The European Jewish Congress has warned that the Jewish community living in the Swedish City of Malmo is in grave danger. Police presence is essential to enable Malmo’s Jews to celebrate any ritual in public and in safety. Last year, when the world remembered the infamous Nazi pogrom of Kristallnacht, in Malmö and Helsingborg, the manifestations took place without Jews, since the event had become a playground for gays, Muslims and leftists.
The Swedish government funds anti-Semitic publications without any shame - like the anti-Israel booklet "Colonialism and Apartheid – the Israeli occupation in Palestine", funded by the authorities in the sum of $104,600, under the guise of "humanitarian aid". The brochure accuses Israel of racism, ethnic cleansing and segregation, and calls for a boycott of the Jewish State.
The national religious authorities promote anti-Israel hate. The Kyrkomötet - the Church Assembly of the Church of Sweden - has just called for a boycott of Israeli products manufactured in Judea and Samaria. Archbishop Karl G. Hammar, heading the Swedish Lutheran Church, was among the first Western Protestant leaders to call for a boycott.
The press too is totally lost to anti-Semitism. Swedish liberal publications are unilaterally imbued with anti-Jewish sentiment, but the conservative Svenska Dagbladet too published articles that invoked the image of Jews as child murderers. We can count an infinite number of anti-Semitic publications in the Swedish press which can challenge the hate of Nazi papers like Der Sturmer or the Soviet Pravda.
Economically, Sweden has passed many boycott initiatives against the Jewish State. A large Swedish pension fund divested from Elbit over the latter’s role in building Israel’s security fence. Meanwhile, the Ethical Council of four Swedish buffer pension funds urged Motorola “to pull out of the Israeli-occupied territories in the West Bank” or face divestment.
Unfortunately, many Swedish Jewish leaders have capitulated to the ghetto mentality as well.
When popular daily Aftonbladet falsely charged the IDF of harvesting Palestinians Arabs' organs and Israel asked the Swedish government to issue a condemnation, Lena Posner, head of the Jewish community in Stockholm and president of the Official Council of Jewish Communities in Sweden, declared: "Israel caused all this mess."
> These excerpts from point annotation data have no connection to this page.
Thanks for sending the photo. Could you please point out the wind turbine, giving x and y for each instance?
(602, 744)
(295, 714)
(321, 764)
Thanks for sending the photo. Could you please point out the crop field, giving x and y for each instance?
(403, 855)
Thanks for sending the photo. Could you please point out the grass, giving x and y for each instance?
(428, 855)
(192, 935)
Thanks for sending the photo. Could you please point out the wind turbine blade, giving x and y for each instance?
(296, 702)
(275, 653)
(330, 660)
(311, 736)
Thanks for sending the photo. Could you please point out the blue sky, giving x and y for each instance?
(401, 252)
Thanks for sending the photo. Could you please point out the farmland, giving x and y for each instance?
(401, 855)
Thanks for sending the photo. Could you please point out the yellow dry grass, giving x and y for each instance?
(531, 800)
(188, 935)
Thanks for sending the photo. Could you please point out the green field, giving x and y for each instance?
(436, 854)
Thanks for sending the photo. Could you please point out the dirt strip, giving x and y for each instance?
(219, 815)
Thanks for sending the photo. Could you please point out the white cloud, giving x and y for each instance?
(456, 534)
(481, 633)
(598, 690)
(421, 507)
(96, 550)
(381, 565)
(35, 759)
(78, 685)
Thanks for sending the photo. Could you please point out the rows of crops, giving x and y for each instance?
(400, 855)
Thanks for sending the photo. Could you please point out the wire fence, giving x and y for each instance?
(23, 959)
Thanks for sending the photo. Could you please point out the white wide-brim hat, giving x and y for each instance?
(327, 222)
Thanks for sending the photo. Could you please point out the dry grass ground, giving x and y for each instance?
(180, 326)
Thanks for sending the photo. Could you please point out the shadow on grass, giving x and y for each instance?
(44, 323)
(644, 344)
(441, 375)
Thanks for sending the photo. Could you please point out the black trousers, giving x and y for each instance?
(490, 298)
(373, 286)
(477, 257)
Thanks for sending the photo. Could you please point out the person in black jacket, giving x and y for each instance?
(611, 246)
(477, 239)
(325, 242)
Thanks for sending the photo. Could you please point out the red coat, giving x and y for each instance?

There is something rank and sour in Sweden. You see it from the artistic exhibitions, just as you could during the Nazi era.
The Martin Bryder Gallery in Lund displayed a vile "ash-painting" which used Jewish human remains stolen from the Majdanek Nazi death camp. Jewish cremated ashes for a postmodern artistic exhibition in the Islamicizied Sweden.
Previously, a Swedish Christian Art exhibition depicted Israelis as gun-toting rats devouring the “Holey(sic) Land”.
The Nazis used such dehumanization techniques to lay the groundwork for the physical extermination of those labelled “pests”, the Jews. The same is happening in Sweden.
During the Second intifada, a Swedish museum displayed an artist's work eulogizing the Palestinian suicide bomber Hanadi Jaradat, who killed 20 Israelis at the Maxim restaurant in Haifa, with a small ship carrying a picture of Jaradat, sailing in a rectangular pool filled with red-colored water, and accompanied by a piece of Bach's music.
An Arab waiter at the Maxim restaurant in Haifa brought Jaradat a menu and took her order. The Swedish terrorist 'heroine' ate calmly, watching the Israeli families unaware that they were eating their last meal and taking their last breaths. Then she blew herself up. All that remained of nineteen people—including five children, along with fathers and mothers and grandparents—was a pile of indistinguishable body parts.
If he were looking at his country today, a country which has declared war on the Jewish people, Swedish legend Raoul Wallenberg would say: "If I had a grave, I'd be turning over in it".